Multiplex single-cell droplet PCR with machine learning for detection of high-risk human papillomaviruses

High-risk human papillomavirus (HPV) testing can significantly decline the incidence and mortality of cervical cancer. Microfluidic technology provides an effective method for accurate detection of high-risk HPV by utilizing multiplex single-cell droplet polymerase chain reaction (PCR). However, current strategies are limited by low-integration microfluidic chip, complex reagent system, expensive detection equipment and time-consuming droplet identification. Here, we developed a novel multiplex droplet PCR method that directly detected high-risk HPV sequences in single cells. A multiplex microfluidic chip integrating four flow-focusing structures was designed for one-step and parallel droplet preparation. Using single-cell droplet PCR, multi-target sequences were detected simultaneously based on a monochromatic fluorescence signal. We applied machine learning to automatically identify the large populations of single-cell droplets with 97% accuracy. HPV16, 18 and 45 sequences were sensitively detected without cross-contamination in mixed CaSki and Hela cells.

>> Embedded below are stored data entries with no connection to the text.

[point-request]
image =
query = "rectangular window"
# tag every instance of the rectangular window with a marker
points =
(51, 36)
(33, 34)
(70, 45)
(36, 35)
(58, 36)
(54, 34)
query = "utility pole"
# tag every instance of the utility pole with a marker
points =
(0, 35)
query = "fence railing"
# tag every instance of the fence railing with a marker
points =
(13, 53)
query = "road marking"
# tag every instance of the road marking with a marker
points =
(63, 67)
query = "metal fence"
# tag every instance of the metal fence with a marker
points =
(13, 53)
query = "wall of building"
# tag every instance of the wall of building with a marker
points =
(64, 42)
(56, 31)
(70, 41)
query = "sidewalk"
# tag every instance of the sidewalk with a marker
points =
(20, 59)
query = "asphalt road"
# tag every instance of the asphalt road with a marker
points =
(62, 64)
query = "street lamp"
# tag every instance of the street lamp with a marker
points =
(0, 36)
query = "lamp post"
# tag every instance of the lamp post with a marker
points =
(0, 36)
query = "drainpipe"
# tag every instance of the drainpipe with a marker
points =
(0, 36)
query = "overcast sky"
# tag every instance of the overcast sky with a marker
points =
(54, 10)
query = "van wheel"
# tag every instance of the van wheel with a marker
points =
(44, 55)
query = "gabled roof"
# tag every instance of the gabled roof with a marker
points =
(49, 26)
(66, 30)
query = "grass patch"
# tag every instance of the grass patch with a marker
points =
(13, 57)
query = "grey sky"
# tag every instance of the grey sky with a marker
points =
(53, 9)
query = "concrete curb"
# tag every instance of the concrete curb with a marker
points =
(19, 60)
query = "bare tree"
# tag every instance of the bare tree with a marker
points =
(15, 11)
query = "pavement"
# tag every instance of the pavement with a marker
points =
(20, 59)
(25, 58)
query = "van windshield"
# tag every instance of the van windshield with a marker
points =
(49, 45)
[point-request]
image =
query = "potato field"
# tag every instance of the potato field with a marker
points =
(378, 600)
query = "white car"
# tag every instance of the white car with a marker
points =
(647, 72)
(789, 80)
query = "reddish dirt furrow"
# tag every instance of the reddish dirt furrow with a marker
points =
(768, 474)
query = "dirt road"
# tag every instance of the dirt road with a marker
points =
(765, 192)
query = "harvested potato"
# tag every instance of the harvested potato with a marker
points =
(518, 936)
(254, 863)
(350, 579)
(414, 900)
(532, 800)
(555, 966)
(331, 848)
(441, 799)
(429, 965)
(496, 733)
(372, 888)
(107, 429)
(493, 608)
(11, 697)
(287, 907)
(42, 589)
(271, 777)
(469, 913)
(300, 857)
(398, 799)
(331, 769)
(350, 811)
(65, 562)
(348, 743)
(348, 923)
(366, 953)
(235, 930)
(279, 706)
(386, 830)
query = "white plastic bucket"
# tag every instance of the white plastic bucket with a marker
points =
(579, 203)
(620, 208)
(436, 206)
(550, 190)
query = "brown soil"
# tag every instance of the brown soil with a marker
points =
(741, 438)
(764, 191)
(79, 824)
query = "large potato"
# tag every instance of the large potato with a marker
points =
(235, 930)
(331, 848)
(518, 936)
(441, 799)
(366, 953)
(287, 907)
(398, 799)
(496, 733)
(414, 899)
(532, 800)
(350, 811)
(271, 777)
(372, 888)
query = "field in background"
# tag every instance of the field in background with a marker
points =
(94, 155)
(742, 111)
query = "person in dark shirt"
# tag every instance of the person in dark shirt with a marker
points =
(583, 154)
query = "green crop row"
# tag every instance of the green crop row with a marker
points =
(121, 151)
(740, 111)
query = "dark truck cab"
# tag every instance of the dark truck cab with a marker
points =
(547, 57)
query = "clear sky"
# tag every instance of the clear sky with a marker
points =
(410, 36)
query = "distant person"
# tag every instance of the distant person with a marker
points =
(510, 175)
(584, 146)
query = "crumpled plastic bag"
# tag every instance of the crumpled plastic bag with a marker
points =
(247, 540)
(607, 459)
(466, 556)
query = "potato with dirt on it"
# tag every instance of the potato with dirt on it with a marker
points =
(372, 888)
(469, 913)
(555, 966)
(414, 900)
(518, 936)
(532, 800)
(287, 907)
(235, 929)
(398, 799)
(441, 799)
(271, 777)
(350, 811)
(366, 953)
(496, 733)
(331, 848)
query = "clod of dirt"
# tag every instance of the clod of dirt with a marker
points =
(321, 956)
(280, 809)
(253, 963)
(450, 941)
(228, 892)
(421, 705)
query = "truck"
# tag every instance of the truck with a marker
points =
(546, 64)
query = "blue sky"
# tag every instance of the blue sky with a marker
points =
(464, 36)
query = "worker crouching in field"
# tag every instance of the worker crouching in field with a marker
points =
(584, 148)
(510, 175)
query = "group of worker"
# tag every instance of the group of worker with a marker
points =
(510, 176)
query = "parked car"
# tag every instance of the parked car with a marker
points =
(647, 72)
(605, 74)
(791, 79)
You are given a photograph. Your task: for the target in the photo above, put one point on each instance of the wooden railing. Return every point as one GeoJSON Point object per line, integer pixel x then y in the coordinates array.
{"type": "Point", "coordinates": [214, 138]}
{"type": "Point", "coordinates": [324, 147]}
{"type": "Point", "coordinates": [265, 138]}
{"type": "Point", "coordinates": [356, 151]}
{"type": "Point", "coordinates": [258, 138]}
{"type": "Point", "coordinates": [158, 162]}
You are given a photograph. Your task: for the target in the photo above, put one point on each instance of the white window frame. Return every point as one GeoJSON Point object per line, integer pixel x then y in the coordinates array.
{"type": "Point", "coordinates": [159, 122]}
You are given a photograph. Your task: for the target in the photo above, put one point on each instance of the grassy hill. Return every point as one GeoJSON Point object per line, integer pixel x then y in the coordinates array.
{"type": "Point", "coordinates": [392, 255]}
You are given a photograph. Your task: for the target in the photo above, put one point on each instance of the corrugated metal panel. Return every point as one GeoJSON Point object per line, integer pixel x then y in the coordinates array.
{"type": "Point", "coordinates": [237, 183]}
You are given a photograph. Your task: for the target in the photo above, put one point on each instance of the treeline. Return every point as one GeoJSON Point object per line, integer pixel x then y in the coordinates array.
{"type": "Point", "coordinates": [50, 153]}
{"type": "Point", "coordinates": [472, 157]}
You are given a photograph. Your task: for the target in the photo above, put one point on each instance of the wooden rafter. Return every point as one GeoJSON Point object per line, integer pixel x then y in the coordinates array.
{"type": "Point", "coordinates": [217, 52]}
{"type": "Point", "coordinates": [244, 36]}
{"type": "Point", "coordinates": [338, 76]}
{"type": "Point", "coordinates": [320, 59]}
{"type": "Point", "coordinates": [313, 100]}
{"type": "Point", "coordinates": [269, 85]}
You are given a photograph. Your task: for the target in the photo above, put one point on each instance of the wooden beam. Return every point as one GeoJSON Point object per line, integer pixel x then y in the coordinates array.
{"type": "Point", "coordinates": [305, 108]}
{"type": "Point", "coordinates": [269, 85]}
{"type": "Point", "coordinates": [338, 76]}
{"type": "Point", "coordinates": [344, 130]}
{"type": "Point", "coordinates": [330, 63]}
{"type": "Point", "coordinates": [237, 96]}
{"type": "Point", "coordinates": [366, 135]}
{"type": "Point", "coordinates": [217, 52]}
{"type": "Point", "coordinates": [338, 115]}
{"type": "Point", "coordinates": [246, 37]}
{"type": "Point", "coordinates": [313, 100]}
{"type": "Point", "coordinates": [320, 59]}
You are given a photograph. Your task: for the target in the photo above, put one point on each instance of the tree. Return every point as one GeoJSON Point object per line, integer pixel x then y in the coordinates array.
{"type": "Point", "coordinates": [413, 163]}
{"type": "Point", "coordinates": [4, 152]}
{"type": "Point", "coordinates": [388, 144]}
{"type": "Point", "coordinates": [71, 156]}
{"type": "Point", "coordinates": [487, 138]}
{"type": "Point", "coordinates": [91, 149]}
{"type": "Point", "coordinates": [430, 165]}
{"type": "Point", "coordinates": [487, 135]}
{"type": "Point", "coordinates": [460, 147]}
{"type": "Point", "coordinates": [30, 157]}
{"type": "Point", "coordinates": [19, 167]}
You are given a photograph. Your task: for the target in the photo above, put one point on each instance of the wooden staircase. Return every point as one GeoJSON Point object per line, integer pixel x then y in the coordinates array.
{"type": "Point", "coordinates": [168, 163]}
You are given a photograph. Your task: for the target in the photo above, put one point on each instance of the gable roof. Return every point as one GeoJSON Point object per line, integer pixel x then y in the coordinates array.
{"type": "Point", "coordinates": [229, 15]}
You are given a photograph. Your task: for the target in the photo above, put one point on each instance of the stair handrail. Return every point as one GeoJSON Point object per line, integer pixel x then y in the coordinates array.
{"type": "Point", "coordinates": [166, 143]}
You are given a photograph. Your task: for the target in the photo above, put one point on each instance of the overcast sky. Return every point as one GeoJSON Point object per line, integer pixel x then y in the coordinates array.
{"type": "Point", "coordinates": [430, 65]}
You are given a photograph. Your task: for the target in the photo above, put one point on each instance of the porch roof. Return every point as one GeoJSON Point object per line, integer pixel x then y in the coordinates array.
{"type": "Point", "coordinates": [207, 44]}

The approach enables rapid and reliable detection of multi-target sequences in single cells, making it powerful for investigating cellular heterogeneity related to cancer diagnosis and treatment.

Automated summary

High-risk human papillomavirus (HPV) testing can greatly reduce the incidence and mortality of cervical cancer. Microfluidic technology combined with multiplex single-cell droplet polymerase chain reaction (PCR) provides an efficient and accurate method for detecting high-risk HPV. A novel multiplex droplet PCR method was developed in this study to directly detect high-risk HPV sequences in single cells. A multiplex microfluidic chip with four flow-focusing structures was designed for one-step and parallel droplet preparation. Machine learning was applied to automatically identify the single-cell droplets with a high accuracy of 97%. This approach enables rapid and reliable detection of multiple target sequences in single cells, which is valuable for studying cellular heterogeneity in cancer diagnosis and treatment.